Step 3: Interview potential buyers and look for leading indicators – there are several leading indicators proving authentic demand. First, is there natural inbound interest? With less than a few hundred dollars on ads, you will be able to answer that question. Second, what quality of ease do you experience getting people on the phone? Are they replying to your emails? When you schedule 15 minutes to discuss the idea, pain point, and value prop are people showing up to the call? Do they care about the conversation enough to prioritize it in their calendar? You’ll notice this is way before any sort of unit economics are explored…we are still just trying to find out if there is demand. I’ve made the mistake of interviewing potential users but not buyers. Make sure to prioritize and interview the person pulling out the credit card. There are several books about how to conduct these interviews, The Mom Test is my favorite. The conversation of an idea with authentic demand is very different from one that is not. Often entrepreneurs are able to “persuade” feedback through passion and sales skills where the feedback is not accurate or candid. You’ll get a sense of the authentic demand after your 20th interview and especially after your 100th.

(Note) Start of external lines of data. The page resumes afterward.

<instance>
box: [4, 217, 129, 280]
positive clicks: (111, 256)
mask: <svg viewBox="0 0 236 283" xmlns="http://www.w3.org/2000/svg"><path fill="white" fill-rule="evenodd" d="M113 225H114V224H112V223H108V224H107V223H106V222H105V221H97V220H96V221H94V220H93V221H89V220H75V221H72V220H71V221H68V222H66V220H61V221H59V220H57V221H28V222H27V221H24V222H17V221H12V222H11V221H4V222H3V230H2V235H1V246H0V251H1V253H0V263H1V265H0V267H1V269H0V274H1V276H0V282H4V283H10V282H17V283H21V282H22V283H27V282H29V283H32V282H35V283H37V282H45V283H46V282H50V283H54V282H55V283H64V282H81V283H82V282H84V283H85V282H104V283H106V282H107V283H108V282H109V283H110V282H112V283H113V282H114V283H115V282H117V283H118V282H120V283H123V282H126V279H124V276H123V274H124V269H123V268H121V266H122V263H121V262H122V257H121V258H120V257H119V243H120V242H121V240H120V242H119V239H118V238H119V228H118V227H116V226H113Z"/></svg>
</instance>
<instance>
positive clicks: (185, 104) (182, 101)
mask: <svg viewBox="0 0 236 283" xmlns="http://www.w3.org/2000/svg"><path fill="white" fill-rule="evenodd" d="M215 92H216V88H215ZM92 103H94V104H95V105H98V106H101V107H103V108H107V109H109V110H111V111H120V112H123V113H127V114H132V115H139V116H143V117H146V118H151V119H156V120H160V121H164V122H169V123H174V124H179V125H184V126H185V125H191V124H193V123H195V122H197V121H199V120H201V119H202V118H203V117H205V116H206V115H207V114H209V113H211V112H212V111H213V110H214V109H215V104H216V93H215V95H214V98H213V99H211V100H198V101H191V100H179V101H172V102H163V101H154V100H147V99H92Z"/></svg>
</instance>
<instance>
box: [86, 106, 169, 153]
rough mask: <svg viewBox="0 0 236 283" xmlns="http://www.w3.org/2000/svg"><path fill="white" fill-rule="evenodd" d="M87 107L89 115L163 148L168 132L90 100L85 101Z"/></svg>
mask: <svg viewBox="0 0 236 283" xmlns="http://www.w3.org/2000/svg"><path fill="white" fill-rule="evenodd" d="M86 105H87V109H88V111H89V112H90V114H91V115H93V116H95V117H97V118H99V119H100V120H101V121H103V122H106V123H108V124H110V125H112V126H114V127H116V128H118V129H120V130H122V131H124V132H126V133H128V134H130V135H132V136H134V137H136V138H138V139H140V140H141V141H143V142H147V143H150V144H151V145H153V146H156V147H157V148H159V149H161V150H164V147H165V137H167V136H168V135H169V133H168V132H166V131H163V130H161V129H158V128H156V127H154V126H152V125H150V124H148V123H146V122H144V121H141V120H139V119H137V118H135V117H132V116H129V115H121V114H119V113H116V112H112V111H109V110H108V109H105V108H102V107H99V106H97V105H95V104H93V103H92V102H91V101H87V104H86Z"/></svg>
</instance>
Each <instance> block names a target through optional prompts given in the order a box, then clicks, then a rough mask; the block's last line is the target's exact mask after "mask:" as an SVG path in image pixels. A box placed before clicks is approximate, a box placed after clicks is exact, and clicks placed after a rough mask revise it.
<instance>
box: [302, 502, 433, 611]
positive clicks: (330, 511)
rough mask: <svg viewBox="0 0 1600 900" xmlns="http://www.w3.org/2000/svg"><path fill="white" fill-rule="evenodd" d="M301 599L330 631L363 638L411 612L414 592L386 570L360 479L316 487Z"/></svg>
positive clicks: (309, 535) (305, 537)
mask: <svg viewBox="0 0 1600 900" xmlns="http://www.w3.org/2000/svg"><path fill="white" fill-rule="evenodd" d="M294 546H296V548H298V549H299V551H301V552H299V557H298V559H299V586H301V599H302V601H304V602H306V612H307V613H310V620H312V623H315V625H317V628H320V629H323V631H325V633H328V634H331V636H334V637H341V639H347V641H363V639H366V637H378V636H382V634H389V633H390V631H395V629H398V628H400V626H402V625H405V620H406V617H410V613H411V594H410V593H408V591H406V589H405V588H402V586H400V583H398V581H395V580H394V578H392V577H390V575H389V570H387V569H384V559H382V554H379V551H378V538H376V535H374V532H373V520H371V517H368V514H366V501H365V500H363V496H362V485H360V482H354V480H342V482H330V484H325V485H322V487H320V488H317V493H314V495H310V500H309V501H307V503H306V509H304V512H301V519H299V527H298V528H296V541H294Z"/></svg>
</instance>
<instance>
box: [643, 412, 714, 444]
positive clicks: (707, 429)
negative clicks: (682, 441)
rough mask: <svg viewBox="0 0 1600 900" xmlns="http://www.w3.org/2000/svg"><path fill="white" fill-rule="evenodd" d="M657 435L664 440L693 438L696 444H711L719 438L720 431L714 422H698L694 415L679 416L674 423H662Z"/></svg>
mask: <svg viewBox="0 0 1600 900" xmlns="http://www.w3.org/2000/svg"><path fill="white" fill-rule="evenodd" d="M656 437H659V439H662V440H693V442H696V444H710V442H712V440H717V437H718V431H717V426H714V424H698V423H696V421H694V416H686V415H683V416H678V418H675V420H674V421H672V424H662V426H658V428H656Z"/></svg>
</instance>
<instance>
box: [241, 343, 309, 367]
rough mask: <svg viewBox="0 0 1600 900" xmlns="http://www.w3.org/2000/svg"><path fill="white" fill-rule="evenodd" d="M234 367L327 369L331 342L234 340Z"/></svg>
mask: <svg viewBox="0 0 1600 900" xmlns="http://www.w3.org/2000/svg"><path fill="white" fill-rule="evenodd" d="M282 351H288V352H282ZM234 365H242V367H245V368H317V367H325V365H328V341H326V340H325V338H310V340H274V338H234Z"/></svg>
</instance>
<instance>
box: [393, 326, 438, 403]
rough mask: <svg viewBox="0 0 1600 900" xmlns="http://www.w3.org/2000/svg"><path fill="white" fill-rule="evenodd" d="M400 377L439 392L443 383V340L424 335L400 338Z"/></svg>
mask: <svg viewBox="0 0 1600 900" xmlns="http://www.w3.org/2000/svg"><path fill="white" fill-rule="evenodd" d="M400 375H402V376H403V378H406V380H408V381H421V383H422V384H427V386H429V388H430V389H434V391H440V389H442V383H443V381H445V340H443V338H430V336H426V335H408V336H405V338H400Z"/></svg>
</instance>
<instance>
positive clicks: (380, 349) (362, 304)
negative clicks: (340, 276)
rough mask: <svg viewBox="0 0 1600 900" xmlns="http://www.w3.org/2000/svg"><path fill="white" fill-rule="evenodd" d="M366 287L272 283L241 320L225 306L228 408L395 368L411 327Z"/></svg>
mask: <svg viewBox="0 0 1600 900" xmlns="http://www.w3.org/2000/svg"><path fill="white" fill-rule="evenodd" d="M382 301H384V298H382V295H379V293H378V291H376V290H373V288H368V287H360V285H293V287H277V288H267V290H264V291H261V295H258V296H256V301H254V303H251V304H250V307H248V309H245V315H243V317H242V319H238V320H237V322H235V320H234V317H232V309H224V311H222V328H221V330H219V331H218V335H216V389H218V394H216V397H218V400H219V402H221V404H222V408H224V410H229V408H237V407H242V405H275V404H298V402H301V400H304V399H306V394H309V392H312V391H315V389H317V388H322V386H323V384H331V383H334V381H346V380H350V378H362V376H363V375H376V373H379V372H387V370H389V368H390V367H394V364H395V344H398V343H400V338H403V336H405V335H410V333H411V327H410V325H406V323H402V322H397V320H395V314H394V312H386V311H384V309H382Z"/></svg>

Step 4: Document and gauge reaction while starting to build community. Gut feel combined with documented notes of feedback phrases is the best way to do it. The phrases of the feedback you receive here will likely be the evolved value prop renditions in the future. One of the most telling signs the authentic demand is there: the potential buyer is asking how to stay in touch? After my first year at SalesLoft (shout out to their recent news), we did not have authentic demand, however we did build community of over 6000 sales professionals that we could easily meet, connect, and converse over the pain points they felt in their profession. Building community is one of the best ways to uncover true authentic demand.
Taking the time to find authentic demand is arguably the single most important task an entrepreneur can do before starting a company. Find a big market where sub-markets will be just as big if not bigger in the future. Create compelling value props that interests the buyer to stay involved. Build the community before the product to increase feedback loops that generate motivating momentum. Doing these steps before anything else will set you on the “building to execute” path which is way more fun and rewarding!
Sounds easy in a few sentences but so much harder to put in practice. Finding authentic demand is the quickest way to getting to product-market fit.